Je sais que c’est ce qui m’attend devant Shadow of the Colossus, seconde œuvre de Fumito Ueda, artiste à l’origine d’Ico et plus récemment The last Guardian. Lorsque Wanda traverse l’imposant pont de pierre menant aux terres des colosses, lorsqu’enfin il dépose la dépouille de sa compagne sur l’autel de la résurrection, alors le jeu commence et c’est au joueur de déterminer comment faire vivre un monde d’images mortes. C’est autour de cela que tourne tout le propos de Shadow of the Colossus. Parfois qualifié de « vide », il est plutôt mort, d’entrée de jeu. La femme, déplorable enjeu narratif du jeu vidéo, est déjà morte. Le terrain de jeu, un open world avant l’heure, ne respire aucune vie et se retrouve loin des inévitables promesses des industriels contemporains nous vendant des espaces remplis, aux graphismes mirobolants de réalisme. La musique, elle aussi, est absente lors de ces grandes chevauchées obligatoires afin d’atteindre les colosses, seuls îlots de vie de ces terres désolées, qui constituent le seul objectif du joueur, dans l'oblogation de les condamner, de les réduire au silence des lieux.
Et bien qu’il en soit ainsi, nous autres les joueurs nous contenterons de sa princesse cadavérique, de ses contrées désertes, nous pouvons enfin nous remettre à ce à quoi le jeu vidéo nous avait habitué, assoir notre domination ! Notre hégémonie sur un espace virtuel, que nous conquérons en contaminant les déserts ludiques de meurtres acharnés !
C’est alors un duel féroce qui se lance, où la créature, majestueuse, impose sa taille à l’écran, au joueur et au personnage, tentant de profiter de son avantage naturel pour l’écraser, tandis que son adversaire, armé de son contrôleur, cherche comment faire fléchir le colosse, comment monter sur son dos, sa tête, sa queue, et finalement porter ces quelques coups d’épées jouissifs qui enfin le terrasseront. L’orchestre change alors de ton, l’épique fait place au lyrique et la mort contamine un peu plus l’espace.

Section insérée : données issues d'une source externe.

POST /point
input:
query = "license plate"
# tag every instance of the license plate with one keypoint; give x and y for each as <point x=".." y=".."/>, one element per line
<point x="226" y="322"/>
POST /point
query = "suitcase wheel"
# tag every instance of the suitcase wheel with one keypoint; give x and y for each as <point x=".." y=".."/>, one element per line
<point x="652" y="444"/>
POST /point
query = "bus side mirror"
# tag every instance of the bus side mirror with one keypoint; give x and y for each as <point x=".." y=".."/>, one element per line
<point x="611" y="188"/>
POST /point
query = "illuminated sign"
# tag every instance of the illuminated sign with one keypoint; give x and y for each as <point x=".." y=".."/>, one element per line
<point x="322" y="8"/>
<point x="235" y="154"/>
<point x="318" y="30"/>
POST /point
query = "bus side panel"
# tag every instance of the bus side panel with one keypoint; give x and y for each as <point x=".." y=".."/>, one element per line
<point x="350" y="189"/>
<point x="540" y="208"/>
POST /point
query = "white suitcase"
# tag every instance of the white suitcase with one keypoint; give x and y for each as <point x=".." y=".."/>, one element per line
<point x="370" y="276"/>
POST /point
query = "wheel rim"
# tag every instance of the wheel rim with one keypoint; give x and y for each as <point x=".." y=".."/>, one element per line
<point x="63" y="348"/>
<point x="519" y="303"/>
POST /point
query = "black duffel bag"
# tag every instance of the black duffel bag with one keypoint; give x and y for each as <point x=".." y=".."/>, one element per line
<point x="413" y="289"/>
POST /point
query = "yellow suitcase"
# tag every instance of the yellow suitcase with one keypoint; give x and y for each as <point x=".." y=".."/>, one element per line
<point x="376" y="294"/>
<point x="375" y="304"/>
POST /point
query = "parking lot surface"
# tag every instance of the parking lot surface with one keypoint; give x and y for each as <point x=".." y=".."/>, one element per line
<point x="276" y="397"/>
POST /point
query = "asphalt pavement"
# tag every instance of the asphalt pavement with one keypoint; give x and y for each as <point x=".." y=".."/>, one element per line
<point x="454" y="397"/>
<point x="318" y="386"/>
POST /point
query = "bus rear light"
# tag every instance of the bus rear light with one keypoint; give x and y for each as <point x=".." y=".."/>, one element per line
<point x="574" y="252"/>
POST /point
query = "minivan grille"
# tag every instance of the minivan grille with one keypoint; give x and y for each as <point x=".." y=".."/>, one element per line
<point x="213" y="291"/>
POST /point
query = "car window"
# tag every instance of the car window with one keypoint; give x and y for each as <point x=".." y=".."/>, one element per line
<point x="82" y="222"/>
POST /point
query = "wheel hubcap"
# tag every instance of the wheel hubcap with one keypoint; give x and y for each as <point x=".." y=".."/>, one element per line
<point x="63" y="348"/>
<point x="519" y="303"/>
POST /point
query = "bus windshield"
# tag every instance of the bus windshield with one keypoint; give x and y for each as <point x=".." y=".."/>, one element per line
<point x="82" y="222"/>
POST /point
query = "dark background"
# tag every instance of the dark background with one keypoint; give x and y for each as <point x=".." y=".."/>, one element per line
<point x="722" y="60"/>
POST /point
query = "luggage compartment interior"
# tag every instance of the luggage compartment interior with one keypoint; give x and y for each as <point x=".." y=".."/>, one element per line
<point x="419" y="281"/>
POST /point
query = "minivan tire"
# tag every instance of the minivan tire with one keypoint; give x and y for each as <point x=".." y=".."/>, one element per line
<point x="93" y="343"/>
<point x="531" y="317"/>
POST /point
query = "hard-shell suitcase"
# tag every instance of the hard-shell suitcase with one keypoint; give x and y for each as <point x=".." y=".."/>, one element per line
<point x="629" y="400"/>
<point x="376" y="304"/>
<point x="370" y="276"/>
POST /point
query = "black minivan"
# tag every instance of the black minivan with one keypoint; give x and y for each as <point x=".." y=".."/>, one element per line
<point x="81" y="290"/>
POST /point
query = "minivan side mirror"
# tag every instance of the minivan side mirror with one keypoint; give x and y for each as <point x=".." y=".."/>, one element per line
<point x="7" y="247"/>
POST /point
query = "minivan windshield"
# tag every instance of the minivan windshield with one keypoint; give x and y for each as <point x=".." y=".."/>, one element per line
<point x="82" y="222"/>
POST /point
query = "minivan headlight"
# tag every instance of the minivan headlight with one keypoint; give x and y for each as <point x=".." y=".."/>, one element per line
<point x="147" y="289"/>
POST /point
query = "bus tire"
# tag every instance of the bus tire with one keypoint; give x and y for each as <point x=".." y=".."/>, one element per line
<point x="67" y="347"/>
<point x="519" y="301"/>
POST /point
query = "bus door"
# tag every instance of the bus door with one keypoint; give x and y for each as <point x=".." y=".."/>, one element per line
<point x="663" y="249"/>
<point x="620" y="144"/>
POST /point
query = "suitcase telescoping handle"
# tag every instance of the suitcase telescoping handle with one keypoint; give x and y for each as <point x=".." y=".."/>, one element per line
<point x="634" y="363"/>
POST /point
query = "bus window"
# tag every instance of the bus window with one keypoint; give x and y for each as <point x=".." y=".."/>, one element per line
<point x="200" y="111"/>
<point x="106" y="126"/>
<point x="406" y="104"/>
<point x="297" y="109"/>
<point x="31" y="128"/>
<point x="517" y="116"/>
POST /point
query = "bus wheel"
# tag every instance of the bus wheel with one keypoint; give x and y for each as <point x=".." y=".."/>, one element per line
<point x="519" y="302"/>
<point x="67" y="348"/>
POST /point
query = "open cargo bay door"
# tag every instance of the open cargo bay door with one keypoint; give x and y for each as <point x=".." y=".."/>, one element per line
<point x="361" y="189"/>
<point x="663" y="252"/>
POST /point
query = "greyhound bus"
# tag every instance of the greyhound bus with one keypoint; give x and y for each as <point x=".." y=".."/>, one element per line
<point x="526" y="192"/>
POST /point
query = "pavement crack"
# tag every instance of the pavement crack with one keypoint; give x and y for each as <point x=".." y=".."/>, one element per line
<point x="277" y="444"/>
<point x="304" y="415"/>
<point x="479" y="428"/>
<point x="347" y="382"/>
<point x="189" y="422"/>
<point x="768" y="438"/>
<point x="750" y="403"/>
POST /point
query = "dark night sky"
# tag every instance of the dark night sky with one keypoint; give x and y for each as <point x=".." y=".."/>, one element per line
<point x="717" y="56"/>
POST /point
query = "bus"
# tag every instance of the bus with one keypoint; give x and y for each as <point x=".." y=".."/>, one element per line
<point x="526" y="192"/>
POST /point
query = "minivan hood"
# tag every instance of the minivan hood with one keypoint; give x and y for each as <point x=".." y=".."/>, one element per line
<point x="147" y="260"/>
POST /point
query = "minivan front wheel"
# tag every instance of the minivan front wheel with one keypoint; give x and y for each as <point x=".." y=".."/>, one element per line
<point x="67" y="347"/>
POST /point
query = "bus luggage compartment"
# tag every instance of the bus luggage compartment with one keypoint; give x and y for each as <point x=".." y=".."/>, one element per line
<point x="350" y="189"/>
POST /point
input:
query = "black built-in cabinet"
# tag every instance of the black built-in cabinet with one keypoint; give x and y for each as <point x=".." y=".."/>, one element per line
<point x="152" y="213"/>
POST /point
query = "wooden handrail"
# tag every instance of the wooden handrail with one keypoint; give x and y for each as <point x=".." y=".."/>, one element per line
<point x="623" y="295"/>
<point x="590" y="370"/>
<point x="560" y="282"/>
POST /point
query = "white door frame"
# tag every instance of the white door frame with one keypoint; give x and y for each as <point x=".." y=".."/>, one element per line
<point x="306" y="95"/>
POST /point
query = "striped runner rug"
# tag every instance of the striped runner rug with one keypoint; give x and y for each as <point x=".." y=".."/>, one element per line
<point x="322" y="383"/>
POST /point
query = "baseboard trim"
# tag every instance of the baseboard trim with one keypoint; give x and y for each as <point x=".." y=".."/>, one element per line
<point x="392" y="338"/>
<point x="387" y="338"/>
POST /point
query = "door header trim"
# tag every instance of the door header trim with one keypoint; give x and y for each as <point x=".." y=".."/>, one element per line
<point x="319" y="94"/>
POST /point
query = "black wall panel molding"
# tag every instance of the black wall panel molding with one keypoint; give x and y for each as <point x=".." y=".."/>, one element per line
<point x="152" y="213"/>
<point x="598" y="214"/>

Vient alors le moment où tous les colosses sont tombés, il est temps d’aller chercher la princesse. Or, nous sommes avides de spectacle, de sang et de sexe ; nous avons dépouillé notre propre espace de jeu et attendons fièrement notre récompense… A moins que l’artiste ne remette cette fois-ci les choses à leurs justes places. L’empirisme et le colonialisme se payent par l’autodestruction, le personnage devient monstre et se meurt… Avant de renaître, sous la forme de l’enfant à cornes, rappel d’Ico ; Fumito Ueda sublime son œuvre précédente avec élégance et transforme ses figures enfantines en enfants maudits, injustement coupables des crimes de leurs parents ; de véritables héros de tragédie antique, qui, rebelles, déjouent les codes et volent de justesse la fin heureuse à la société qui voulait les condamner.
Voilà mon voyage romantique et tragique au sein de Shadow of the Colossus, un jeu qui, par lenteur, abstraction, retenue et élégance, m’a tout simplement proposé une expérience surprenante au sein d’un paysage vidéoludique, qui, encore aujourd’hui, reste trop formaté. Face à cela, comment pardonner à une industrie qui oublie son propos, et qui, sous couvert de « neutralité », n’exprime que la norme ?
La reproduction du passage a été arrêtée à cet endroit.